As justificativas apresentadas nas emendas redigidas pela Contag alegavam que a renovação anual seria \"inviável\" para sindicatos rurais e associações, representando uma \"interferência estatal\" no funcionamento das entidades. \"Assim, revalidar cada autorização anualmente torna o desconto da mensalidade social praticamente inviável\", afirmava uma das justificativas.
Segundo investigações da Polícia Federal, a Contag é a maior beneficiária de recursos provenientes de descontos associativos via INSS, arrecadando cerca de R$ 2 bilhões entre 2019 e 2024. A entidade também é apontada como responsável por solicitar ao INSS, em 2021, o desbloqueio em lote de 34.487 benefícios para inclusão de descontos, ação considerada irregular.
Procurada, a Contag afirmou que há mais de seis décadas colabora com o processo legislativo e negou qualquer tentativa de fraudar o sistema previdenciário.

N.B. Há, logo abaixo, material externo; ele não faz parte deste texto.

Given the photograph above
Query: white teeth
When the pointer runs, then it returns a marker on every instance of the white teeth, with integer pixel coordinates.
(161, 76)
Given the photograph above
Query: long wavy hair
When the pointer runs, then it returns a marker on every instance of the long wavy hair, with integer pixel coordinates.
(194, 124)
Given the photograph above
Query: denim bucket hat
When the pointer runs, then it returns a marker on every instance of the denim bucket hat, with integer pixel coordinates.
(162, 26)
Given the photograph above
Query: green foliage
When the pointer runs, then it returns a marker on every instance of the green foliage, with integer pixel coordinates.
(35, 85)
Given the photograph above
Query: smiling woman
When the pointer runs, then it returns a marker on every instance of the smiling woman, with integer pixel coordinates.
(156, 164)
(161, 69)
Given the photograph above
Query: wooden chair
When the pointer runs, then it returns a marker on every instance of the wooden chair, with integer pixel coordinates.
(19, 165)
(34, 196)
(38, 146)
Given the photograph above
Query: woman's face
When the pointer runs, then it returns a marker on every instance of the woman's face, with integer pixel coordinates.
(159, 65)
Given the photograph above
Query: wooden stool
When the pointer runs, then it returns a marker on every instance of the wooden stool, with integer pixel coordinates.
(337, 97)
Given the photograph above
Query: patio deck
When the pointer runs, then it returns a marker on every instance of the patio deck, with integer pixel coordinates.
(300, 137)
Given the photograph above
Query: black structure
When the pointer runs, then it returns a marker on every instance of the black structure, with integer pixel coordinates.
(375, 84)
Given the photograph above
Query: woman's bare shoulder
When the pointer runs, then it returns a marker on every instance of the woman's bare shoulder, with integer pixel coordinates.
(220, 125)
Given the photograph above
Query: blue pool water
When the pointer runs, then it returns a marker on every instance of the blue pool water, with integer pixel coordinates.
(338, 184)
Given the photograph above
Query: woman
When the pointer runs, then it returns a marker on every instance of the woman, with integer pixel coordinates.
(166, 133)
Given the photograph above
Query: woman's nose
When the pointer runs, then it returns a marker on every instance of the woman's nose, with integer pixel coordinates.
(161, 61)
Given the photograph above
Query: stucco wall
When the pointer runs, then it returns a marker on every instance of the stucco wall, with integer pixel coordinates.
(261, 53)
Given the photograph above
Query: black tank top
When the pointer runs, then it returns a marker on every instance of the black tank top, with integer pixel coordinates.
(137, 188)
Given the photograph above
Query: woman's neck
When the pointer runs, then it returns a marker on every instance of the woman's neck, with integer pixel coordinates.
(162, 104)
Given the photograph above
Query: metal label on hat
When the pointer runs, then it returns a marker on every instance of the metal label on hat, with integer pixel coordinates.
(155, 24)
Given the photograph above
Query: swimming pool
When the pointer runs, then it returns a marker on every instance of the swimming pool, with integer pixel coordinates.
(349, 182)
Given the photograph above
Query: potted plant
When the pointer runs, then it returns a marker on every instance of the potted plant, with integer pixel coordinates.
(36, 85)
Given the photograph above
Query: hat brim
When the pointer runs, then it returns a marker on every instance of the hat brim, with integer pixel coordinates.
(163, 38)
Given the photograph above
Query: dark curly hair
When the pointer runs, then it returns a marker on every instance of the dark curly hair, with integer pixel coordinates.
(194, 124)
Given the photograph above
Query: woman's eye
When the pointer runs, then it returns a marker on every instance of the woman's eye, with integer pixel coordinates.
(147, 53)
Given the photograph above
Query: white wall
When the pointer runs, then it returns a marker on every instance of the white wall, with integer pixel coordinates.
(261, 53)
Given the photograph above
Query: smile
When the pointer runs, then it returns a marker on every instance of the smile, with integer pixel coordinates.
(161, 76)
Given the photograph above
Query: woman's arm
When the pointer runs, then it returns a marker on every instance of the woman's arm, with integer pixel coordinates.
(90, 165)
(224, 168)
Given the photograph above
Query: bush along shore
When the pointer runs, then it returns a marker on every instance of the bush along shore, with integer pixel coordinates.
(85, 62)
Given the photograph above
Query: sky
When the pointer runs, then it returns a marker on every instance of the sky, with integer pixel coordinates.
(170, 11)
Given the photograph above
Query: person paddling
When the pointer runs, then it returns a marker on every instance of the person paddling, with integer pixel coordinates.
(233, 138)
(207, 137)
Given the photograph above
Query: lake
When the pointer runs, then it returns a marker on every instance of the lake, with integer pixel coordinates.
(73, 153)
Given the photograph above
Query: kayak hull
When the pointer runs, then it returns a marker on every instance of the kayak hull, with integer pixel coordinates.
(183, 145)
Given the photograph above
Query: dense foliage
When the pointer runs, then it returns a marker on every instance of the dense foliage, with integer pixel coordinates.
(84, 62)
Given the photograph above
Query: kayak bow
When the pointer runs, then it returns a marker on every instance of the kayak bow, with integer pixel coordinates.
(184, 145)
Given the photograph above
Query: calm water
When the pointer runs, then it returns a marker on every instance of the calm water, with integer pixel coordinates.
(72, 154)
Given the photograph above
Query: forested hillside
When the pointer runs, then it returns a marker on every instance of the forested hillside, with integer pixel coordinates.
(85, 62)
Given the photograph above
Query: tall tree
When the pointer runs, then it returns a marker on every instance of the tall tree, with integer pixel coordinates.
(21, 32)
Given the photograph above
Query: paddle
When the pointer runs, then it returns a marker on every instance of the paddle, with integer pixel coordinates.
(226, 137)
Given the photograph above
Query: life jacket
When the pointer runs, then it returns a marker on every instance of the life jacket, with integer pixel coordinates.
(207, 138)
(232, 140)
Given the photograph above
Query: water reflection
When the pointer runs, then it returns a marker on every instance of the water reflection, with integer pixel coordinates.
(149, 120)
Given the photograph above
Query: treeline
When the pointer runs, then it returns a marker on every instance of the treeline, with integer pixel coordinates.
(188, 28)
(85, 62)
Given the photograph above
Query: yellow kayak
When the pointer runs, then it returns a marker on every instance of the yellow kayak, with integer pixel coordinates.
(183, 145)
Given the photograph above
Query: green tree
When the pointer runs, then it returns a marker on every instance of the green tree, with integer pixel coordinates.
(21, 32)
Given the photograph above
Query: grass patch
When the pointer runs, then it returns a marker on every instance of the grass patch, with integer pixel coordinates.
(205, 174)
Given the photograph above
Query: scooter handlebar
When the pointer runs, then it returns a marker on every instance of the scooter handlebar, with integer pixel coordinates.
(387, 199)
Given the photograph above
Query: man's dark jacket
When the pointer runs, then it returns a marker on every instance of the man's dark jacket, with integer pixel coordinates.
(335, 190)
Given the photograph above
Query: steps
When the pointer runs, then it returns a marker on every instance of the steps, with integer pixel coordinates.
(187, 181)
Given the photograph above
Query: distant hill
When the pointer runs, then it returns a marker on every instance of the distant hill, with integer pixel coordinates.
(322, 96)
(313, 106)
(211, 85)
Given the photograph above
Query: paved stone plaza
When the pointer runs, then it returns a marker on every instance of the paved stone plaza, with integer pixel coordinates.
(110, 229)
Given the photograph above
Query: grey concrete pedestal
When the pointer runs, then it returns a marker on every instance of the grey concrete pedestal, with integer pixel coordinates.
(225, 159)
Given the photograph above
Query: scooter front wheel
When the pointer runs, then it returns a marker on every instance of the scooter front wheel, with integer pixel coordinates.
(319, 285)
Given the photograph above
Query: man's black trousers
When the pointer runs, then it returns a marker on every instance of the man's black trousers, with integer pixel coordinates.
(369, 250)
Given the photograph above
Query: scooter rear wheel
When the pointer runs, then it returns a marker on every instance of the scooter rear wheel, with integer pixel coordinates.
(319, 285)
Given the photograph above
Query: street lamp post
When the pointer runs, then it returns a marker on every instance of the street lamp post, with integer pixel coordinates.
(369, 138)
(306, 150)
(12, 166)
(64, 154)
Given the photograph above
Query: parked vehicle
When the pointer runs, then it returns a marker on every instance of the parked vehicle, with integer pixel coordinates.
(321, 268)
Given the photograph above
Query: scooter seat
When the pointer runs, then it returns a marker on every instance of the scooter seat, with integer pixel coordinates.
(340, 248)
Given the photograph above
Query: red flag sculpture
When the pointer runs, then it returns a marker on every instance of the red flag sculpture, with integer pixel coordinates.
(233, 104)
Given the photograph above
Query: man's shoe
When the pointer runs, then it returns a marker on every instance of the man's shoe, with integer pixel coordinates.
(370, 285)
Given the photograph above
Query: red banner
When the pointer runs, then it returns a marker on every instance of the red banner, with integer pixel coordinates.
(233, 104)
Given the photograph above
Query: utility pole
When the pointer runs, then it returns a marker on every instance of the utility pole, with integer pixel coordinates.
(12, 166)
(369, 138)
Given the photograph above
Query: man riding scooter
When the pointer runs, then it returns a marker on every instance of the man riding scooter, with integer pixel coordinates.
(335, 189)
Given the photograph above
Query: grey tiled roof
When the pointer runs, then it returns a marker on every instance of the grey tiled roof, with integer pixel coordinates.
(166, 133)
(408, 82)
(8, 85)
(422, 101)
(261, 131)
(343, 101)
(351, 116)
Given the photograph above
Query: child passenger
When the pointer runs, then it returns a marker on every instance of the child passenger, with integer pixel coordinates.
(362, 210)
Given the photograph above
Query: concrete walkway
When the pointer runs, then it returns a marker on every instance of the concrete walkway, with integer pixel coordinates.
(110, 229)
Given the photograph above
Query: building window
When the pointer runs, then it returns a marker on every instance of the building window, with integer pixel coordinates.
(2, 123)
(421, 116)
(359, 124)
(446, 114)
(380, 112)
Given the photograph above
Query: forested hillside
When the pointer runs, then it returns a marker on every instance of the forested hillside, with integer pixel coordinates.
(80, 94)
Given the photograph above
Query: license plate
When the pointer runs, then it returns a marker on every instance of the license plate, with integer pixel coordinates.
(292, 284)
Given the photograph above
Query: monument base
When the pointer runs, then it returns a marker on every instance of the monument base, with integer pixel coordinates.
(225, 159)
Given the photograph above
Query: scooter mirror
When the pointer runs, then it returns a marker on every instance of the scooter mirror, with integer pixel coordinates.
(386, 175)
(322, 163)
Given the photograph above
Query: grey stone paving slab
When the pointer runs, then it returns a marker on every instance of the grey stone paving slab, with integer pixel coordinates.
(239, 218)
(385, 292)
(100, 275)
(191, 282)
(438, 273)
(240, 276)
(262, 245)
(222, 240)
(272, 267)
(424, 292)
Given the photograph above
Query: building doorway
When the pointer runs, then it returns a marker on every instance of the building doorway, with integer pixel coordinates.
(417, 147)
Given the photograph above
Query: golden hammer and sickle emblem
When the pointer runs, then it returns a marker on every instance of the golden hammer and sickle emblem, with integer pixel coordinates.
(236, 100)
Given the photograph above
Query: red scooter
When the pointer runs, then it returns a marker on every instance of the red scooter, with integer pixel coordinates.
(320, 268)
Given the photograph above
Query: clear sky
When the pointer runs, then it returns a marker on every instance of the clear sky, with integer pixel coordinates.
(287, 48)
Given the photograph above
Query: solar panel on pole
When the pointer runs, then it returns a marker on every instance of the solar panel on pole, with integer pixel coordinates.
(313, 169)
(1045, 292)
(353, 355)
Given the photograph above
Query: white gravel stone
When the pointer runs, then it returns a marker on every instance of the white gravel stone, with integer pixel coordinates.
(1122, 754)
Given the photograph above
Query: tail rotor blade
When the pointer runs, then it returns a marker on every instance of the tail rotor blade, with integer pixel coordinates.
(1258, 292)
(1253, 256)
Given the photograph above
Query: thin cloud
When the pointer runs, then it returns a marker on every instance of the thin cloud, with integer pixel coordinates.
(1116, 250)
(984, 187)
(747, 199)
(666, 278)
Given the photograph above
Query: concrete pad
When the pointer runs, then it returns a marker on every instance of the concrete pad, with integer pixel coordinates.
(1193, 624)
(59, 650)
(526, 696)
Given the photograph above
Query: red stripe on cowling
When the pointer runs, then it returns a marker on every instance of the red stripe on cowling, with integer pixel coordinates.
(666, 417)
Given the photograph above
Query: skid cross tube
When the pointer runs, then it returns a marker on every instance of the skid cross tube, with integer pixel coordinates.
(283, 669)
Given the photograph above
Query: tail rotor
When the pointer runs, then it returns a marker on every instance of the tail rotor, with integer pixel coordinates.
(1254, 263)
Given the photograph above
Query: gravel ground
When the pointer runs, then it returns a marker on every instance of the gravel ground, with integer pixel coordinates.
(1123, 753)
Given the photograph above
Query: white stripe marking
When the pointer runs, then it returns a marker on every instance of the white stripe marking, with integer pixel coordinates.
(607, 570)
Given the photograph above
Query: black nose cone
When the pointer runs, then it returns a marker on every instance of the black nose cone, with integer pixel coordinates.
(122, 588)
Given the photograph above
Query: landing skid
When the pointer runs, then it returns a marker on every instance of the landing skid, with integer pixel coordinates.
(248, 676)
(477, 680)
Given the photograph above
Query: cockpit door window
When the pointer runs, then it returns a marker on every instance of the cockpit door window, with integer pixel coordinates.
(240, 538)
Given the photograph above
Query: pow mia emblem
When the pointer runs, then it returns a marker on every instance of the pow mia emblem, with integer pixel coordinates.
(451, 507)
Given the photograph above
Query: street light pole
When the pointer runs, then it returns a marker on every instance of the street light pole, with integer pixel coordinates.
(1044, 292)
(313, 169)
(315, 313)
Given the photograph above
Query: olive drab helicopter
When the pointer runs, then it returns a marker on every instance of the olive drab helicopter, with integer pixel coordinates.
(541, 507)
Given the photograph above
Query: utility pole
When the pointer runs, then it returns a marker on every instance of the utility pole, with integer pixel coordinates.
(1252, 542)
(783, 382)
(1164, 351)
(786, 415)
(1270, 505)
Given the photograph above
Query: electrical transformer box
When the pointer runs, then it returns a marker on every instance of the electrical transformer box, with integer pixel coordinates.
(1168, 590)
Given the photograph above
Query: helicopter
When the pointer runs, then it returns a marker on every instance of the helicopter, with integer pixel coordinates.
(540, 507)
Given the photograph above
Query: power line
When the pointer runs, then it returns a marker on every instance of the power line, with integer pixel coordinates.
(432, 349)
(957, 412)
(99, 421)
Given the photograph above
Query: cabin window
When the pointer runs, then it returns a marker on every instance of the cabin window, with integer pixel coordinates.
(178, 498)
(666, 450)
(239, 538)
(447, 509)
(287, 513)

A entidade repudiou o que chamou de tentativa de \"generalização\" e disse que seguirá defendendo os interesses dos trabalhadores rurais. \"Com mais de 60 anos de história e respeitada entre os parlamentares, a Contag repudia qualquer tentativa de generalização que coloque organizações sérias no mesmo patamar que estruturas criadas para fraudar o sistema previdenciário. O movimento sindical rural coordenado pela Contag é legítimo e seguirá na luta pelos interesses da categoria\", declarou a entidade.
Entre os parlamentares que se posicionaram sobre a apresentação de emendas redigidas pela Contag, o senador Humberto Costa afirmou que apresentou as emendas como líder da bancada do PT na época, seguindo orientação coletiva. O ex-senador Jean Paul Prates (PT-RN) disse que as propostas faziam parte de um bloco e surgiram em resposta a demandas de categorias de trabalhadores. Já o deputado Zé Neto (PT-BA) afirmou que as emendas buscavam proteger sindicatos rurais e que nenhuma de suas emendas tratava de descontos associativos. Jandira Feghali (PSOL-RJ) explicou que recebeu as propostas como faz com qualquer entidade representativa, mas disse que seu gabinete avalia as medidas sugeridas antes de apresentá-las. O deputado João Carlos Bacelar (PL-BA), único parlamentar da oposição citado, negou qualquer relação com a Contag. Outros 10 parlamentares que apresentaram emendas da entidade não se pronunciaram.
A atuação da Contag no Congresso e as investigações em curso levantam questões sobre a influência de entidades representativas na elaboração de legislações que afetam diretamente seus interesses, especialmente quando envolvidas em suspeitas de irregularidades.